La nave se encontraba entonces a milla y media de distancia y continuaba su rumbo al Sur, aunque tan inseguramente, que probaba que no era conducida por ningún timonel.
Los tres náufragos se acercaron al borde de la escollera, esperaron la retirada de una ola para no ser arrastrados por el banco de arena y se lanzaron al agua, nadando vigorosamente. La resaca era fortísima; las aguas avanzaban y se retiraban con fragor siniestro, removiendo profundamente el fondo.
«Cabeza de Piedra», notable nadador, había tomado la dirección del grupo y cortaba las ondas con vigor extraordinario. Seguíale inmediatamente «Petifoque», nadando como un delfín, y, por último, iba el alemán, decidido a no dejarse ir al fondo.
Habían nadado ya como una media milla, cuando Hulbrik lanzó un grito de espanto.
—¿Qué te pasa, hijo mío? —preguntó «Cabeza de Piedra», que acababa de cortar una ola más alta que las demás—. ¿Te vas al fondo?
—No, padre.
—Pues ¿por qué gritas así? No estamos en un campo de batalla, ni creo que haya sordos entre nosotros.
—¡Gruesa «pestia» pasar junto a mí!
—¿Qué era?
—No poder mirar en el agua, padre.
—¡Será algún marrajo!
—¿Comerme a mí?
—Del todo, no. Ofrécele un pie, y verás cómo se conforma.
—¡Entonces, yo no poder ir a la guerra! —respondió el alemán.

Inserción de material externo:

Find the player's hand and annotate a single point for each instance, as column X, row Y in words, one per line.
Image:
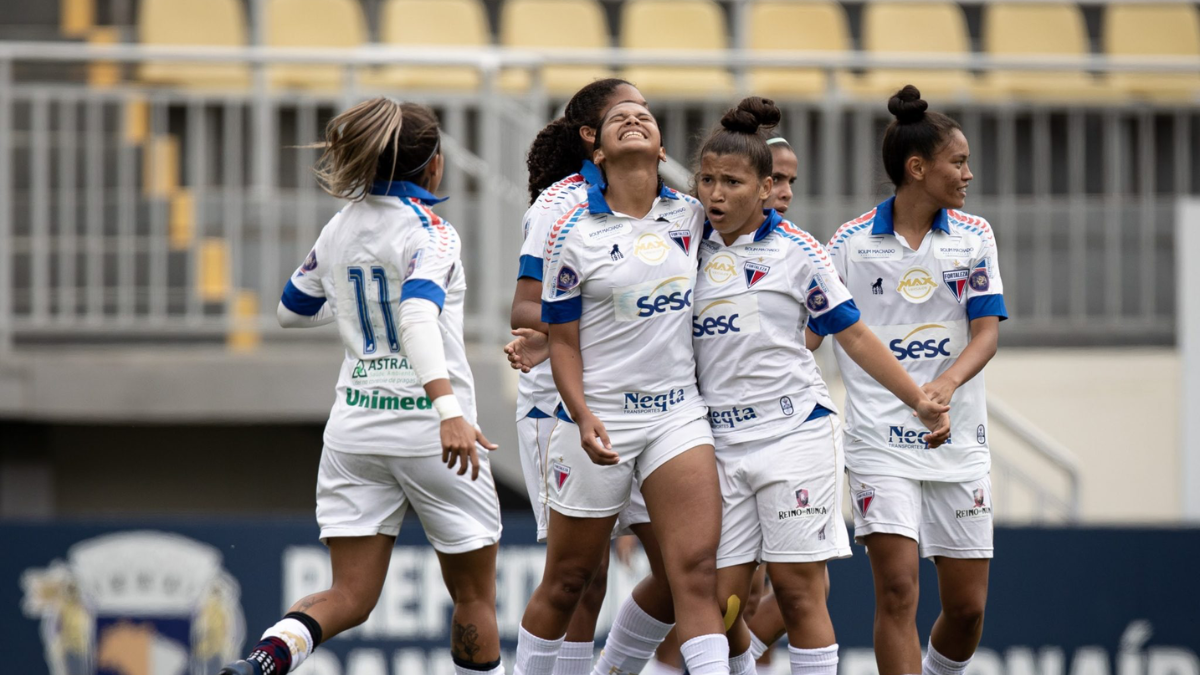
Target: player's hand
column 595, row 441
column 459, row 446
column 624, row 548
column 936, row 418
column 531, row 348
column 940, row 390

—Andarías sobre el otro pie que te quedaba.
El contramaestre se burlaba despiadadamente del pobre tudesco; pero no era capaz de abandonarle en caso de peligro. Había sacado el cuchillo, y volviendo rápidamente hacia atrás llamó en su auxilio a todos los campanarios del mundo.
Con pocas brazadas se puso al lado del tudesco, que continuaba nadando tranquilamente, aunque estaba convencido de que había tropezado con un peligroso animal marino.
—Veamos lo que es —refunfuñaba el valeroso bretón, girando una y otra vez en torno de Hulbrik, y, por último, se puso de nuevo a la cabeza del pelotón, gritando:
—¡Avante! ¡A la nave!
El bricgoleta pasaba entonces a menos de cinco cables de los nadadores, y aunque sin gobierno alguno, había evitado, por una extraordinaria casualidad, el peligro de la escollera.
Había doblado también los bancos de arena, y empujado por el viento, que mal que bien seguía hinchando las dos velas bajas que permanecían desplegadas, continuaba filando hacia el Sur, algo inclinado sobre la banda de estribor. El temor de que se escapara prestó fuerzas a los nadadores, que ya luchaban penosamente con las impetuosas olas.
Con un vigoroso esfuerzo consiguieron llegar al costado y aferrarse a algunas cuerdas que pendían al exterior.
—¡Arriba! —gritó «Cabeza de Piedra»—. ¡Estamos salvados!